Energie. Projet Hercule. Sous couvert de renationalisation, une privatisation géante d'EDF 

Publié le par Front de Gauche Pierre Bénite

Energie. Projet Hercule. Sous couvert de renationalisation, une privatisation géante d'EDF 

Le projet Hercule est toujours autant décrié par les organisations syndicales. Philippe Page Le Mérour, secrétaire CGT du CSE central d'EDF, décrypte les dernières avancées.

Ni « scission » ni « privatisation ». Chargés de faire le service après-vente du projet Hercule, ministres et PDG d’EDF tentent de déminer le terrain. Un document gouvernemental récemment envoyé aux syndicats redonne l’architecture du projet : l’entreprise serait divisée en trois entités, l’une, « à 100 % publique » (EDF SA), coifferait le nucléaire ; une autre, détenue par EDF, intégrerait l’ensemble des activités hydroélectriques (les barrages) ; et une autre, « contrôlée très majoritairement par EDF SA », regrouperait le renouvelable et le réseau de distribution (Enedis).

Vous venez de recevoir un document émanant du gouvernement résumant le projet Hercule, qui vous dit, en substance, de ne pas vous inquiéter. Vous voilà rassuré ?

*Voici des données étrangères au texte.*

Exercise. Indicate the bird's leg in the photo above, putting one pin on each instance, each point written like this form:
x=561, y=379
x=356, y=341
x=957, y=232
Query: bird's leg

Philippe Page Le Mérour, secrétaire CGT du CSE central d’EDF

Philippe Page Le Mérour : Évidemment, non. Le projet Hercule est tellement mauvais que cela fait deux ans qu’ils sont obligés de l’habiller ! Pour la première fois, nous recevons un document officiel, ce qui est en soi une première victoire. Ce document a été rédigé par les ministères de l’Économie et de la Transition écologique, à la suite d’une réunion qui s’est tenue le 6 avril à laquelle participaient syndicats, ministres et PDG d’EDF. Il confirme toutes nos craintes. Officiellement, il s’agit d’une opération visant à renationaliser un certain nombre d’activités, pour protéger le nucléaire et l’hydraulique. Mais, sous couvert de renationalisation, nous risquons d’assister à une privatisation géante.

Le gouvernement soutient le contraire…

Philippe Page Le Mérour Le gouvernement joue sur les mots. Le nucléaire reste à 100 % dans le giron public, mais son marché de production sera, lui, totalement ouvert à la concurrence. Aujourd’hui, la loi laisse la possibilité aux concurrents d’EDF de lui racheter un quart de l’électricité nucléaire qu’il produit. Demain, c’est la totalité de cette électricité qui sera disponible sur le marché.

En somme, alors qu’EDF fête ses 75 ans, c’est à une sorte de retour au montage d’avant-guerre qu’on assiste. Premier phénomène, la mise en concurrence des moyens de production, par la création de trois sociétés distinctes : l’une, dotée des moyens de production nucléaire ; l’autre, comprenant l’hydraulique, et une troisième, le renouvelable intermittent (solaire, éolien). Cette mise en concurrence est une absurdité, alors même que le bon sens pousse à la complémentarité.

Deuxième phénomène, la privatisation de tout ce qui est réseaux et commercialisation (dont Enedis, les activités d’outre-mer, etc.). Le PDG explique qu’il n’est pas question de privatisation, car le capital de cette filiale ne sera pas ouvert à plus de 50 %. En réalité, c’est un processus de privatisation qui ne dit pas son nom : ils vont nous refaire le même coup qu’avec GDF, devenu Engie et dans lequel l’État n’a plus qu’une position minoritaire (24 % – NDLR).

Le gouvernement assure que Hercule va permettre à EDF de monter en puissance sur les énergies renouvelables. L’argument est-il valable selon vous ?

Philippe Page Le Mérour : Le projet Hercule n’a pas pour but de protéger la planète en luttant contre le réchauffement climatique. En revanche, les dirigeants d’EDF veulent s’inscrire dans ce que j’appelle le championnat du monde des EnR (énergies renouvelables), c’est-à-dire qu’ils veulent courir la planète pour répondre aux appels d’offres sur l’éolien et le solaire. Pour participer à cette course infernale et faire jeu égal avec les concurrents américains ou chinois, ils vont débourser 6 milliards d’euros par an. Le seul but de cette logique est d’engranger des profits supplémentaires, pas de préparer la transition énergétique.